- Born: 27 February 1982 (age 44) Belgrade, SR Serbia, SFR Yugoslavia
- Citizenship: Serbian
- Occupation: Actress
- Years active: 2001–present
- Website: www.majamandzuka.com

= Maja Mandžuka =

Serbian actress

Maja Mandžuka (Маја Манџука, born 27 February 1982) is a popular Serbian movie actress. She is best known for her roles as Kata in the Serbian hit movie "Munje!" (Dudes or Thunderbolts) (2001), and Senka in Virtualna Stvarnost (Virtual Reality) (2001).

==Early life and education==
Mandžuka was born in Belgrade, SFR Yugoslavia (now Serbia), to movie producer and professor of The Belgrade Academy of Dramatic Arts Danka Mandžuka, and lawyer, writer and painter Zlatko Mandžuka. She has an older sister, Mila. Mandžuka spent most of her childhood in Belgrade, but moved to Cyprus with her family at age 11 where she lived for three years and graduated from elementary school at the English Grammar School. It was during these years that she perfected her English. She later moved back to Belgrade where she went to the 14th Belgrade Gymnasium High School. It was during this period that she started acting in domestic movies. Having achieved success in Serbia, and wanting to continue her education. Mandžuka graduated at University of Art/TV and movie production in Belgrade, then in 2006 she moved to New York where she attended The Lee Strasberg Theatre and Film Institute.
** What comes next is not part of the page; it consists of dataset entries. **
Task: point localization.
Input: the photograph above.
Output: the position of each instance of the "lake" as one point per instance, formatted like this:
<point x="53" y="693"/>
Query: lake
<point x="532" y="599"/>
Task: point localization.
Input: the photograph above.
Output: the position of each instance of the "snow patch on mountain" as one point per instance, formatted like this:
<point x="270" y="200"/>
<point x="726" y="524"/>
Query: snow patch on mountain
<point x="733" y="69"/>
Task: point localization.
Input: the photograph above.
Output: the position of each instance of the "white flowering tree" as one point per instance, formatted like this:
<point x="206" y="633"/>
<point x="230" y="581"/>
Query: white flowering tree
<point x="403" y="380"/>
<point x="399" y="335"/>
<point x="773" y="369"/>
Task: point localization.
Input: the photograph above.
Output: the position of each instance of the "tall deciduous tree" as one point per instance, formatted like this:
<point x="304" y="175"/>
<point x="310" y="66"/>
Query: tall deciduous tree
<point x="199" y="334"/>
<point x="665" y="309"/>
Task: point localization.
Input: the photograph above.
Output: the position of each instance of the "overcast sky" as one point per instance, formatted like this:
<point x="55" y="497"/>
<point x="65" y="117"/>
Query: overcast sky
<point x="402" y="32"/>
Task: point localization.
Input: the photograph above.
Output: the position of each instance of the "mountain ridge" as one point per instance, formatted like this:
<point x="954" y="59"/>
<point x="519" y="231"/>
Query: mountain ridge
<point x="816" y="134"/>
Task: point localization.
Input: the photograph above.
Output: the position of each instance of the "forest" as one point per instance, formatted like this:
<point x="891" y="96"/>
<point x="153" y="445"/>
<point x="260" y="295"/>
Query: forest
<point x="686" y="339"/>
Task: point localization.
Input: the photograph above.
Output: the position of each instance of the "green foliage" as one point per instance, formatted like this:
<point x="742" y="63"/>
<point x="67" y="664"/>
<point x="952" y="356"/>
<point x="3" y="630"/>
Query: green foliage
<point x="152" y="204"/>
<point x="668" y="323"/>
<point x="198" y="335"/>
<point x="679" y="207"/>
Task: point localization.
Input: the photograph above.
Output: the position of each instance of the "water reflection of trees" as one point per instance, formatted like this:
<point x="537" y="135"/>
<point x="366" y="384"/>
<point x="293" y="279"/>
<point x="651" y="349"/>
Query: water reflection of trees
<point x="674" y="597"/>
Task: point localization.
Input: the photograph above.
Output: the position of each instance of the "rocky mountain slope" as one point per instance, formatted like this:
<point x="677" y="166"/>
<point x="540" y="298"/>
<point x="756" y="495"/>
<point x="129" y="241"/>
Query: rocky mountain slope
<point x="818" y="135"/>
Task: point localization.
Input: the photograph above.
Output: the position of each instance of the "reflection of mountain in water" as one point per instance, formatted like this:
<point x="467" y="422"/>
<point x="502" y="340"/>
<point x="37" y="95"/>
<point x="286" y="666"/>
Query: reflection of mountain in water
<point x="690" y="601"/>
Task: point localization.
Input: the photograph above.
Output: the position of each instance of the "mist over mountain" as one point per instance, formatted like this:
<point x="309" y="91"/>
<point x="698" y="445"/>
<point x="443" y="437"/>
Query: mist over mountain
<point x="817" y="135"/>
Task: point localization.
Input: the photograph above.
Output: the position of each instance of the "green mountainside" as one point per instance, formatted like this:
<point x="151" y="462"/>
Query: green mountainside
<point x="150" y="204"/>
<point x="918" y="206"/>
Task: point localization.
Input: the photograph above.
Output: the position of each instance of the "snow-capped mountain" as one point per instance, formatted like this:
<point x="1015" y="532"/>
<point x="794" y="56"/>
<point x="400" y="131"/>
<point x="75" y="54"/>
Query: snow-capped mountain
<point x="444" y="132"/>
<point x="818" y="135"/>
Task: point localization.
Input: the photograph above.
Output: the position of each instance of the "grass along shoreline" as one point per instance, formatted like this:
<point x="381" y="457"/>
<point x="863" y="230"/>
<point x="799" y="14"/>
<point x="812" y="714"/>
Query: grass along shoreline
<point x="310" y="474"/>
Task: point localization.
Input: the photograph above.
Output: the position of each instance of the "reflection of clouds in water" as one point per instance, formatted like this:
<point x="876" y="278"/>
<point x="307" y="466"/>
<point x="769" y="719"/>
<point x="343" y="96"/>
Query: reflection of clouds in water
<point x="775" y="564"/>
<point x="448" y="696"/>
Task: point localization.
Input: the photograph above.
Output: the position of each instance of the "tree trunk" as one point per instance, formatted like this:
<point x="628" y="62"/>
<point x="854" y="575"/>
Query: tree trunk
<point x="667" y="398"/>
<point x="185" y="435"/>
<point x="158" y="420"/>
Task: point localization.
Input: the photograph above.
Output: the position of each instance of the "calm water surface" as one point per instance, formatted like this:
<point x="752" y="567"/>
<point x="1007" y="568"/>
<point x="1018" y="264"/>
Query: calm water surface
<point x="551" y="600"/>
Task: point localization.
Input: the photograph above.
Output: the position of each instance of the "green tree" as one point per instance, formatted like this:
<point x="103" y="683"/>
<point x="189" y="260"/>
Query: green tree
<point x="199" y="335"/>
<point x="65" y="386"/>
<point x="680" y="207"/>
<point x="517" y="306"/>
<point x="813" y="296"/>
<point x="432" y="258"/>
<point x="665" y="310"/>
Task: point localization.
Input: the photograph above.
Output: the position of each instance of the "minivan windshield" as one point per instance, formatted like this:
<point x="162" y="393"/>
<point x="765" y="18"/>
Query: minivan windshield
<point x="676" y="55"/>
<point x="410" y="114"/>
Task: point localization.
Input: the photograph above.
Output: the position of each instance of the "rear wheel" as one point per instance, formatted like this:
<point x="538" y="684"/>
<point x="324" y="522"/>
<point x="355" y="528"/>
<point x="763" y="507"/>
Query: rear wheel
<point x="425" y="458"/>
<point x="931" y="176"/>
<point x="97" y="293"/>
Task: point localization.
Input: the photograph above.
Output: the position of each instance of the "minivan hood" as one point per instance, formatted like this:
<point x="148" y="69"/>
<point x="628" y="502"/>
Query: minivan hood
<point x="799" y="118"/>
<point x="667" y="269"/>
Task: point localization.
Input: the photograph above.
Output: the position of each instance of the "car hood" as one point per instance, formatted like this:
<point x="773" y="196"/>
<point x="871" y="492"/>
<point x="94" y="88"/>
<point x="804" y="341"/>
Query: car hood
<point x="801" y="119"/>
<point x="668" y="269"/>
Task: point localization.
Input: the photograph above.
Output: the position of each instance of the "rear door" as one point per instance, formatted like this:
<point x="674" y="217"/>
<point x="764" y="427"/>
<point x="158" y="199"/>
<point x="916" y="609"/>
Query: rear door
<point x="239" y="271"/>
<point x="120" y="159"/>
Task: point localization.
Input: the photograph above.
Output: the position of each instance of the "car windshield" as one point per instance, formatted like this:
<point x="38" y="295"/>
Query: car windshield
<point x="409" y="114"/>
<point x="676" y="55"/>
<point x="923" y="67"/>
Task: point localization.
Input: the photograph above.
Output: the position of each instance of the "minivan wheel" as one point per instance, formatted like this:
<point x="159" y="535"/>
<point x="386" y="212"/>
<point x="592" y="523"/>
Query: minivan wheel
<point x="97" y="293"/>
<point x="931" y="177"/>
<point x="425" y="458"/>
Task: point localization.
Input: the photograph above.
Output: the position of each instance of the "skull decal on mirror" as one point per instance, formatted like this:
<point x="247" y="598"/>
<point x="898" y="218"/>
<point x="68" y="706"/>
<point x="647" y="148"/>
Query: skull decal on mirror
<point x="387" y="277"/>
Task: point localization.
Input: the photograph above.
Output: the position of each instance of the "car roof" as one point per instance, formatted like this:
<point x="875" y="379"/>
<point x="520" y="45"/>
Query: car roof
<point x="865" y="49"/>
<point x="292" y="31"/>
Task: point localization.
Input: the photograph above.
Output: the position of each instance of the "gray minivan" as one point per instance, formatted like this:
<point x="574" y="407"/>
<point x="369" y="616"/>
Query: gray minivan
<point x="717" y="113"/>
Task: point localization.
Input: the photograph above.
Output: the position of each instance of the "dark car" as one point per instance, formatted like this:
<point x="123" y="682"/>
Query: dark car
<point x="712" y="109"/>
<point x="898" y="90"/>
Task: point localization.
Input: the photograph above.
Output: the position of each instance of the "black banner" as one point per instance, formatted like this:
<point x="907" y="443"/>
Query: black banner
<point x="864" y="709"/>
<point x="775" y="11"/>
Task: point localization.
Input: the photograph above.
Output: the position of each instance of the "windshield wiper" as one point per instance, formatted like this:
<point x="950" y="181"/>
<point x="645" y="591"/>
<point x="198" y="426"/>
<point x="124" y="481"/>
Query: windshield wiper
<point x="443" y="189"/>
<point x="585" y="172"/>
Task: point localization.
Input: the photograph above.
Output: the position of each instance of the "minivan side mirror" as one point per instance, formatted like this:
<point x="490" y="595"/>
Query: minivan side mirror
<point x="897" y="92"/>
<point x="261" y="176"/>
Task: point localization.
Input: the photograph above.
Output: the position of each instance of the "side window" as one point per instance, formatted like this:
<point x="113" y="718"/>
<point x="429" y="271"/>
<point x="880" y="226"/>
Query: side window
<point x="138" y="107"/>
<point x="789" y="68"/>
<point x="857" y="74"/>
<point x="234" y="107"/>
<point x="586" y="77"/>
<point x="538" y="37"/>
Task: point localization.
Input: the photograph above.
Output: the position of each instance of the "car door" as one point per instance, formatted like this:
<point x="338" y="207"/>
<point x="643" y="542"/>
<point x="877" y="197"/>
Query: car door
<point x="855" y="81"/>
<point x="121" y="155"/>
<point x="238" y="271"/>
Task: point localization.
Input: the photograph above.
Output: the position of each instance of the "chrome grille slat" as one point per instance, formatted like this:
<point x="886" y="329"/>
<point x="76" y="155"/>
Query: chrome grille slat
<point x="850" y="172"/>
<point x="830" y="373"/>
In 2012 she completed the Bernard Hiller Masterclass in Los Angeles, where she moved to in 2010 to pursue an international career.

==Career==
Mandžuka 's first public appearance came at the age of 12, when she was selected as a model for a New Year's edition of Greek magazine "Selides". Her first stage performance came one year later in Cyprus, at age 13, in a theatrical production of Alice in Wonderland. Mandžuka got her first movie role at age 15 in a movie called "Virtualna stvarnost" (Virtual Reality) for which she was cast for the lead role of Senka taking the center stage in the movie alongside legendary Serbian actor Dragan Nikolic and actress Sonja Savic. She received numerous domestic nominations and awards for her performance as a drug addicted teenager in this movie which was sponsored by the Serbian Ministry of Culture as a campaign for the fight against drugs in the youth population. She capped of her award season with the newcoming actress of the year award.

Her most popular performance came in 2001 with the lead female role of Kata in the Serbian hit movie Munje! (Dudes or Thunderbolts). The movie broke all theater attendance records in Serbia and propelled Mandžuka to stardom at the age of 19. The movie was the first Serbian mega blockbuster of the new millennium and is considered a cult movie. During this time she was also playing in the popular TV show Treci Kanal od Sunca (Third Channel From the Sun).

Wanting to concentrate on completing her education before fully pursuing an international career, she made several minor appearances in independent international movies such as Empire (2003), Hell Ride (2007) and 2:22 (2008).

She was the Reebok brand Ambassador in Serbia.

==Personal life==
Mandžuka has been involved in many humanitarian projects. The project closest to her heart, however, is a workshop for children with learning disabilities which she has been visiting regularly for many years. In 2012 she brought a news crew to do a report on the workshop and to raise the public awareness of this project and similar ones like it.

She has stated that, in the near future, she wishes to produce large Broadway theater productions in her hometown of Belgrade.

Known to be very protective and secretive about her private life. She has stated that she enjoys traveling, tennis, reading, wine tasting, spending time with friends and playing with her two nephews.